ARM announced that it is developing a compiler for embedded MRAM (eMRAM) for use with Samsung Foundry's 28nm fully-depleted silicon-on-insulator (FDSOI) integrated circuit manufacturing process. ARM completed its first eMARM IP test chip tape out, and the compiler will be available for use by lead partners in 4Q18.

ARM says that the eMRAM compiler can generate instances to replace Flash, EEPROM and slow SRAM/data buffer memories with a single non-volatile fast memory – particularly suited for cost- and power-sensitive IoT applications. The eMRAM can be integrated with as few as three additional masks, while embedded flash requires greater than 12 additional masks at 40nm and below.

Imec researchers deposited SOT-MRAM devices on 300 mm wafers

Researchers from Imec fabricated spin-orbit torque MRAM (SOT-MRAM) devices on 300mm wafers using CMOS compatible processes. The researchers say that these devices offer unlimited endurance, fast switching speeds and low power consumption.

Imec says that SOT-MRAM can overcome the limitation of spin-transfer torque in MRAM memories, but up until now it was only demonstrated in a lab. The core of the SOT-MRAM is a magnetic tunnel junction in which a thin dielectric layer is sandwiched between a magnetic fixed layer and a magnetic free layer. SOT-MRAM devices feature switching of the free magnetic layer done by injecting an in-plane current in an adjacent SOT layer, unlike STT-MRAM where the current is injected perpendicularly into the magnetic tunnel junction and the read and write operation is performed through the same path.

Researchers develop a process to form single-crystal CMRs on metal wires

Researchers from Japan's National Institute of Advanced Industrial Science and Technology (AIST) developed a new process, based on 3D stacking, that forms a single-crystal TMR device on a polycrystal metal wire.

3D TMR-MRAM stacking process (AIST)

The stacking process creates the TMR thin-film on a single-crystal silicon wafer and then bonds it to a CMOS on another wafer.
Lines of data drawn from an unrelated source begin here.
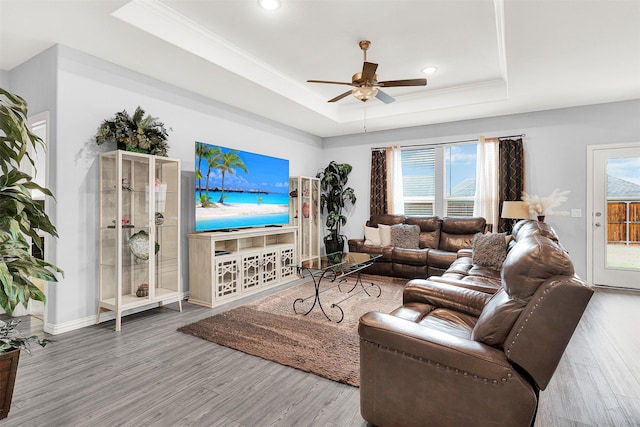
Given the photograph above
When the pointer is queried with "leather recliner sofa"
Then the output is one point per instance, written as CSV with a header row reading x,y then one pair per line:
x,y
440,240
452,355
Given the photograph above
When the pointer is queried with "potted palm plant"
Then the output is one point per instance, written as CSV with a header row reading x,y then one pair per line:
x,y
333,198
21,221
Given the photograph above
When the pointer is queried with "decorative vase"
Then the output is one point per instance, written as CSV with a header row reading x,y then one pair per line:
x,y
8,370
332,244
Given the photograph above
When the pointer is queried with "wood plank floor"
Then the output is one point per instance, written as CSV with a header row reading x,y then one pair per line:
x,y
151,375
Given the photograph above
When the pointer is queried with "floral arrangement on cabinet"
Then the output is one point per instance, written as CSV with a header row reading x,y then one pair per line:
x,y
139,133
542,206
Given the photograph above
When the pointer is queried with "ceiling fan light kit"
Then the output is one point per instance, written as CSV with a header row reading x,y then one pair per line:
x,y
364,93
269,4
366,83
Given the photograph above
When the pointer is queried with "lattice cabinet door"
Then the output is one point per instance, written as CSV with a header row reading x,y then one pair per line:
x,y
251,263
287,262
270,266
227,277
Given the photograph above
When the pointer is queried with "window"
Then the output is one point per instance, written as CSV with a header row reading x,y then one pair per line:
x,y
418,181
439,180
460,179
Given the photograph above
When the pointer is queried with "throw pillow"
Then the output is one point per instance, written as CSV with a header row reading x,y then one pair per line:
x,y
385,234
371,236
405,236
489,250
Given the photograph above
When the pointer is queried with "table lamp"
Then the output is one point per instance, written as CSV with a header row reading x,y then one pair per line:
x,y
515,210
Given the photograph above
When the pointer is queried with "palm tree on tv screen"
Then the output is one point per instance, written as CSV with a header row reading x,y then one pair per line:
x,y
214,155
202,152
230,161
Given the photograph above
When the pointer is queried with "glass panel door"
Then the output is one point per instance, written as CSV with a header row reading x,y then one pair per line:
x,y
616,217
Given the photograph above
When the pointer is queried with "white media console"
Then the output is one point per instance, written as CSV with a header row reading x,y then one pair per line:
x,y
227,265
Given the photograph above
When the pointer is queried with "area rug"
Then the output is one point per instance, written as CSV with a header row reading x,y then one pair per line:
x,y
269,328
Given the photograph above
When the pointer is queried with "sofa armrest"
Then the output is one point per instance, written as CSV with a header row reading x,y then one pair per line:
x,y
465,253
476,285
355,244
415,340
445,295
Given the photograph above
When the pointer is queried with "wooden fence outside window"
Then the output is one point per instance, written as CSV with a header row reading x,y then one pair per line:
x,y
623,218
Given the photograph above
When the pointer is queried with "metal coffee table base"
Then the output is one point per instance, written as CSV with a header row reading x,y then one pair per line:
x,y
332,276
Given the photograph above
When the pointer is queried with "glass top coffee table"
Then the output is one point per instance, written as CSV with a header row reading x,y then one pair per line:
x,y
331,270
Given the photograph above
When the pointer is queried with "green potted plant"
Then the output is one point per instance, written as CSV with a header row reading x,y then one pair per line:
x,y
333,198
21,221
137,133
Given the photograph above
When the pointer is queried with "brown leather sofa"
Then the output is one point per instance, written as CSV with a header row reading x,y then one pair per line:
x,y
440,240
452,355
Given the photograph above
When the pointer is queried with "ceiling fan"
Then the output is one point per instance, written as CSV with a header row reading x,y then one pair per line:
x,y
366,83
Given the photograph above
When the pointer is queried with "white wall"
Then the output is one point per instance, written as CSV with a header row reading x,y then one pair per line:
x,y
90,90
555,150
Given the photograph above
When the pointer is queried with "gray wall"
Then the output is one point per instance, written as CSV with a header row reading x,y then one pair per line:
x,y
4,79
555,148
87,90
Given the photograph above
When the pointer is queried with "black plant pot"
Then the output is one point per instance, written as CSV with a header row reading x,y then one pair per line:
x,y
334,243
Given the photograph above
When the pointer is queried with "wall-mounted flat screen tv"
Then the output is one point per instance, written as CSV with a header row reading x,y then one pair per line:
x,y
238,189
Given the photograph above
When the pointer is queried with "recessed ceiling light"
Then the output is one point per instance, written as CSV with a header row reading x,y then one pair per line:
x,y
430,70
269,4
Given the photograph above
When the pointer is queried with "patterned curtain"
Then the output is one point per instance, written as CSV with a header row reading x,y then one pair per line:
x,y
511,181
378,202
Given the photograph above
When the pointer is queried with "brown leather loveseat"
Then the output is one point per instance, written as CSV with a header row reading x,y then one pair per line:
x,y
453,355
439,241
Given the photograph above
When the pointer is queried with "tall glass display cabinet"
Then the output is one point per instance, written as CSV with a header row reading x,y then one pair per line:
x,y
304,212
139,232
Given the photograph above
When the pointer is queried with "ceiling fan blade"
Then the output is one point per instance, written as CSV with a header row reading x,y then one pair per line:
x,y
330,82
408,82
368,71
339,97
387,99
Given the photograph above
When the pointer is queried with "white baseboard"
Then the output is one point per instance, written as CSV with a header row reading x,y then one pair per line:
x,y
61,328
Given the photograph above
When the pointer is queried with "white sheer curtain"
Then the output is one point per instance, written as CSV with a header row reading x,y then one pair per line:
x,y
487,198
395,197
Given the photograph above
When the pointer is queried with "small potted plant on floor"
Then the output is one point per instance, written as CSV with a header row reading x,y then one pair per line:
x,y
22,220
137,133
12,341
334,196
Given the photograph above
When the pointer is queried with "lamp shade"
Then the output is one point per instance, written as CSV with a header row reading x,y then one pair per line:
x,y
515,210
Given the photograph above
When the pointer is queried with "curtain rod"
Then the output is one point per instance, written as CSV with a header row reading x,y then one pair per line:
x,y
522,135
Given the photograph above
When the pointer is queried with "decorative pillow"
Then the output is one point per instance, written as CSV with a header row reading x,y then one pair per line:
x,y
385,234
489,250
405,236
371,236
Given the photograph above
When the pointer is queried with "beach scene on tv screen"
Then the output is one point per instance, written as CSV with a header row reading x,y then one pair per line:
x,y
237,189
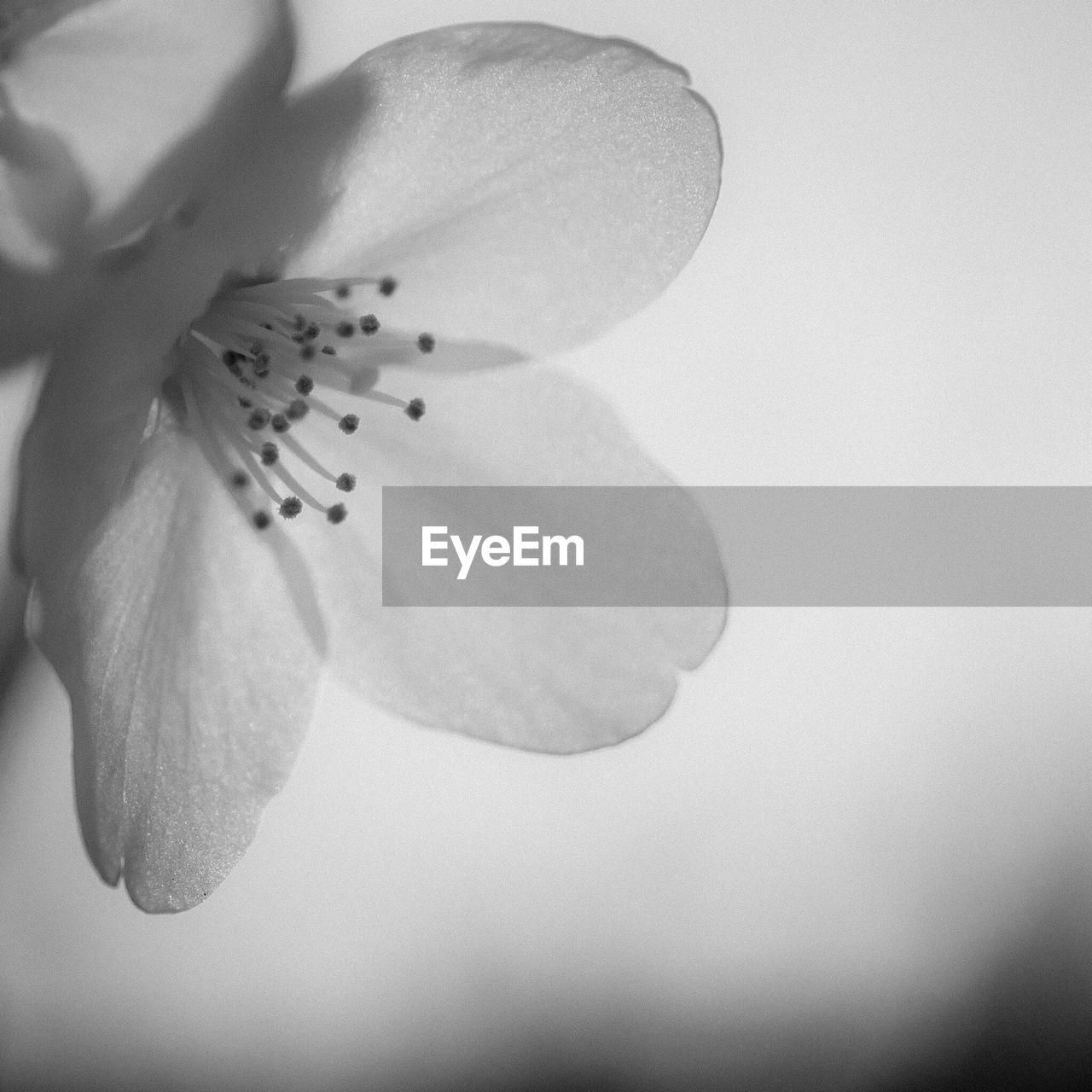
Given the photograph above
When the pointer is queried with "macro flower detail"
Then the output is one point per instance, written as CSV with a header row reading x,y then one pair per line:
x,y
254,363
256,311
This opens the way to using these materials in high-performance MRAM devices. The single-crystal TMRs reduces the variation in the device and can enable smaller TMRs. The researcher say that it will take up to 2 years to completely develop the new 3D stacking process.

Everspin reports its financial results for Q1 2018

Everspin announced its financial results for Q1 2018 - revenues reached a record $14.9 million as product revenues grew more than 40% compared to Q1 2017 and as Everspin received an upfront 3D sensor license fee with Alps Electric. Net loss in Q1 was $1.3 million, down from $6.1 million in Q1 2017.

At the end of the quarter, the Everspin had $33.9 million in cash and equivalents (up from $13 million in Q4 2017). In February 2018 Everspin raised $24.5 million in a secondary offering. Everspin expects revenues in Q2 2018 to be in the range of $10.9 million to $11.3 million.